I twiddle my thumbs, and count the taps of my foot. One. Two. Three. I get to five minutes before the door swings open, and 332 walks out with a new, green bandage on her right arm. Her bright river eyes, and sun-sand skin, now dull gray and pale.
She walks in my direction, staring blankly. Lips flat. Moving almost… stiff and mechanical.
'How'd it go,' I ask, eyeing her peculiar demeanor.
She says nothing and walks past me through the exit. I find it all a bit...peculiar.
'Three, three, three,' I see the nurse in the doorway.
When did she get there?
My neck hairs stand. I feel my hands go clammy. I don't want to go... Not anymore, I think. But it's too late. My body takes control and I walk forward, passing through the threshold between rooms, beyond the second pair of frost-windowed doors.
On the other side, was another bright white room with a propped up examination table.
The nurse says, 'Take a seat.'
I look at her, swallow, and nod. 'Do I need to strip down—'
'Just have a seat and pull up your sleeve.' She
says dryly, 'this will only take a second.'
As hard as my legs want to run, I do as she says.
The light flicks off.
A second light flicks on, illuminating the room a crimson red.

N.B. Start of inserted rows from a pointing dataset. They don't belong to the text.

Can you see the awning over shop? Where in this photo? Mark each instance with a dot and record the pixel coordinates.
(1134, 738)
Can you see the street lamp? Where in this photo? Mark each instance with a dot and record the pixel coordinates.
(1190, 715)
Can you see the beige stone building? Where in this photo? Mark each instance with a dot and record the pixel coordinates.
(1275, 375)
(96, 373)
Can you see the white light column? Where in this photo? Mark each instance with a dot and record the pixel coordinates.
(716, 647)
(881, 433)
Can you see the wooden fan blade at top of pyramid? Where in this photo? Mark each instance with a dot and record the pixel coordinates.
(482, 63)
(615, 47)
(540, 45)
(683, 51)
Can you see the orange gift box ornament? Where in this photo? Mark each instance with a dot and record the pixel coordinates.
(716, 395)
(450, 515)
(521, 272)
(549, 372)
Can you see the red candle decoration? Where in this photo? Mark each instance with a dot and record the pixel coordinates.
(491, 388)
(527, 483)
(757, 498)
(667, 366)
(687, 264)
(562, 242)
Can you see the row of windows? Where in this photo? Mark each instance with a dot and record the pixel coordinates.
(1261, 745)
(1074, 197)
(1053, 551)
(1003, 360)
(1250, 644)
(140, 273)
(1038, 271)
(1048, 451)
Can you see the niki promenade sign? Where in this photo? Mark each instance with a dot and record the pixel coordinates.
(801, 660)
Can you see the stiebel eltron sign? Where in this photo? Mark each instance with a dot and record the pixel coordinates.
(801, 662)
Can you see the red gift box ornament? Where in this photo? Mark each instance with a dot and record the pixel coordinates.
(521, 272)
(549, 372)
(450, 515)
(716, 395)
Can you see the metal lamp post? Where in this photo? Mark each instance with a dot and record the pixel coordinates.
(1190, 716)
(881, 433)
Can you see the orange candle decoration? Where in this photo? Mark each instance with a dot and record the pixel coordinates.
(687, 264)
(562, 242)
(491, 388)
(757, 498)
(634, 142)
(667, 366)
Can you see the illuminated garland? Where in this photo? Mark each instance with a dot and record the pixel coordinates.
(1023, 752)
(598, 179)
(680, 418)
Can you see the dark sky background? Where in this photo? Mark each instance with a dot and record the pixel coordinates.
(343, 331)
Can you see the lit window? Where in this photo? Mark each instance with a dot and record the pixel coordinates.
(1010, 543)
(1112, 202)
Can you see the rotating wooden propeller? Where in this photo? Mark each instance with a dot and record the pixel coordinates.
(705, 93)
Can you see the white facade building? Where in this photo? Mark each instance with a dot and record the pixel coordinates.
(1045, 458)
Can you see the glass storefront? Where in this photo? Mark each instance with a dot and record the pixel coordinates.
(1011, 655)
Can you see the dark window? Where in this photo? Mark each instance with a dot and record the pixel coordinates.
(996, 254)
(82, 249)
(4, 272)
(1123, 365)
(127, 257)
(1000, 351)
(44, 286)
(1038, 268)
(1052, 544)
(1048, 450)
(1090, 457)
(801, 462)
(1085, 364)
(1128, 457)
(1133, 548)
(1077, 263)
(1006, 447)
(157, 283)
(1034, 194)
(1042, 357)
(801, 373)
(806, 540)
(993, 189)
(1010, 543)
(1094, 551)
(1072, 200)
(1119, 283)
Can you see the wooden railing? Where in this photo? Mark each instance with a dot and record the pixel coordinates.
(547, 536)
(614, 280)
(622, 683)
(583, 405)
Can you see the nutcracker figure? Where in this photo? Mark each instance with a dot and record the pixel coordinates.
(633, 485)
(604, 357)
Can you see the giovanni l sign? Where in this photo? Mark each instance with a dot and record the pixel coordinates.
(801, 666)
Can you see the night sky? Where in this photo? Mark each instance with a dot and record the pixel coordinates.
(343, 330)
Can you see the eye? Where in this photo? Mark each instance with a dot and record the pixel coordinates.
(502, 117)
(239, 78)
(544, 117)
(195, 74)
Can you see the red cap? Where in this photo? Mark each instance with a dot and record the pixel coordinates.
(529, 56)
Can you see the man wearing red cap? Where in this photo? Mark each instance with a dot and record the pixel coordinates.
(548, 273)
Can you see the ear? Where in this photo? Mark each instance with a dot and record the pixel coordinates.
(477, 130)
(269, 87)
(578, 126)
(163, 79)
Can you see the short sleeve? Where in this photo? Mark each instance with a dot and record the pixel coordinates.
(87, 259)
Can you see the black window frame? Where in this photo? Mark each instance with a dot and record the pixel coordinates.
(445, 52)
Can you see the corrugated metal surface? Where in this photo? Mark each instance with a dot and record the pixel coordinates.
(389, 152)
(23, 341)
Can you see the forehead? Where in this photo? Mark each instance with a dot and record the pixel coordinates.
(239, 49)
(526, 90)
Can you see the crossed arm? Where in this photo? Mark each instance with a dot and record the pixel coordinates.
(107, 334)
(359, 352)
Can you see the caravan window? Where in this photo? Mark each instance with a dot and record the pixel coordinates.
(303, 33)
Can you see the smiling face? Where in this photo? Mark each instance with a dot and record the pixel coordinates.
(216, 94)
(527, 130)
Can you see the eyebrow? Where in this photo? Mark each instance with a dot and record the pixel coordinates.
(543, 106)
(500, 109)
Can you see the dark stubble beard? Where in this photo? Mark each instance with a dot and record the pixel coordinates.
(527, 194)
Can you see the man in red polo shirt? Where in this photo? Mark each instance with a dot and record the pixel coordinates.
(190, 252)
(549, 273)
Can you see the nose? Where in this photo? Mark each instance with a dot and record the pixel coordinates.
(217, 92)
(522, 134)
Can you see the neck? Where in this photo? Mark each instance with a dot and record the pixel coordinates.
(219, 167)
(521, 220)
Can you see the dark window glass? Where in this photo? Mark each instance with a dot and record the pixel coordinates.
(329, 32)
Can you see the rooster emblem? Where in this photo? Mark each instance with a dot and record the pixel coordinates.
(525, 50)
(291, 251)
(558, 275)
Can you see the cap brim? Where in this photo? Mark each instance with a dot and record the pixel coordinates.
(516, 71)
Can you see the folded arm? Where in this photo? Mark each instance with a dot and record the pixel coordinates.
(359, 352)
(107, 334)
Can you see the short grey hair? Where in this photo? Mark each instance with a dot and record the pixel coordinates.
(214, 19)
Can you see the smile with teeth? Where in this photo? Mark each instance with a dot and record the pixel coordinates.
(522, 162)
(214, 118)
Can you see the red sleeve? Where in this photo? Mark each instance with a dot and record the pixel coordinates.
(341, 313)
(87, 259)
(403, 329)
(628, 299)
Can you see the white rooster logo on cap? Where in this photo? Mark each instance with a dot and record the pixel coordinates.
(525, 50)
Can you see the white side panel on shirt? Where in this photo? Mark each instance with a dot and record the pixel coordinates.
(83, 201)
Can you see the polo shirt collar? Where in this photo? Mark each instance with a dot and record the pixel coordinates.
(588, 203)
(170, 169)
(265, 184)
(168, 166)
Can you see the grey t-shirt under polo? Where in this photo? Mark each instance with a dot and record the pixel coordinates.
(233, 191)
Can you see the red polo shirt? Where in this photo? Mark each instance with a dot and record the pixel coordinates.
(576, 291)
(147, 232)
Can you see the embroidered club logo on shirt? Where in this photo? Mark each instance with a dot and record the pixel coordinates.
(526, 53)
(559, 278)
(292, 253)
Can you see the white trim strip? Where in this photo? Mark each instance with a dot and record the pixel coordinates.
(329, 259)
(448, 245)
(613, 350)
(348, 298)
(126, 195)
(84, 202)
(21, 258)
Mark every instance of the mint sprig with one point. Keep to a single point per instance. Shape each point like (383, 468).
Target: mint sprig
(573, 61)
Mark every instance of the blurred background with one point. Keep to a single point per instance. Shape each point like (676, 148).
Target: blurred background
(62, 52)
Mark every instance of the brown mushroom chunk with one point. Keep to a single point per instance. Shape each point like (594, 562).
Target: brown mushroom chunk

Before I can ask. Before I can scream. Before I can run. The nurse tilts her head. Her eyelids stretch while two orbs protrude from her head, expanding larger and larger. Her nose snaps, and elongates into a long, skinny point, down beyond her waist.
She tilts her proboscis upward, leans back, then shoots forward, javelin towards my arm.
In response, I shift towards my right. The point slices my arm flesh. Blood sprays. I groan. In the same motion, I grab the creature's skinny appendage. And with my phone clutched in my left hand, drive it into its right orb. Puss sprays. The creature wails. And then, it collapses, dead at my feet.